Tracking latent variable values

Hello, I have a pyro module shown below where the particle_transformer object is a PyroModule BNN and histogram is a kernel density estimator function written in pytorch (maintaining differentiability).

class ProjectionModel(PyroModule):
    def __init__(self, particle_transformer, bins, tkwargs=None):
        super().__init__()

        tkwargs = tkwargs or {}

        self.particle_transformer = particle_transformer
        self.register_buffer("bins", bins)
        self.register_buffer("bandwidth", 0.5*(bins[1] - bins[0]))
        self.register_buffer("sigma", torch.tensor(10, **tkwargs))

        self.register_buffer("x",torch.randn((10000,2),**tkwargs))

    def generate_dist(self):
        return self.particle_transformer(self.x)

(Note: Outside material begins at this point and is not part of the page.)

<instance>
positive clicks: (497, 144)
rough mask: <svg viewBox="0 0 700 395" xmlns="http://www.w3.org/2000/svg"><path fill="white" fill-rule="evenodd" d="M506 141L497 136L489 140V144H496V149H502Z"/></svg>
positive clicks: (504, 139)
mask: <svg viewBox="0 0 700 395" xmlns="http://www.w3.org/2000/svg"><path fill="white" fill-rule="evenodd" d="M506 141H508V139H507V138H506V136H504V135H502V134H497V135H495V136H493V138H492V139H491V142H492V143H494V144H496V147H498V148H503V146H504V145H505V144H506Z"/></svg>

    def forward(self, y=None):
        z = self.generate_dist()

        projection = histogram(z[:,0].T, self.bins, self.bandwidth)

        if y is not None:
            with pyro.plate("data", y.shape[0]):
                obs = pyro.sample("obs", dist.Normal(projection, self.sigma**2), obs=y)

        return projection

I am able to train this module effectively using pyro.infer.SVI and make predictions of the module output using pyro.infer.Predictive. However, I would like to call the generate_dist method using the posterior guide parameters of the BNN, or at least get posterior samples of the latent variable z. What is the best way to do this?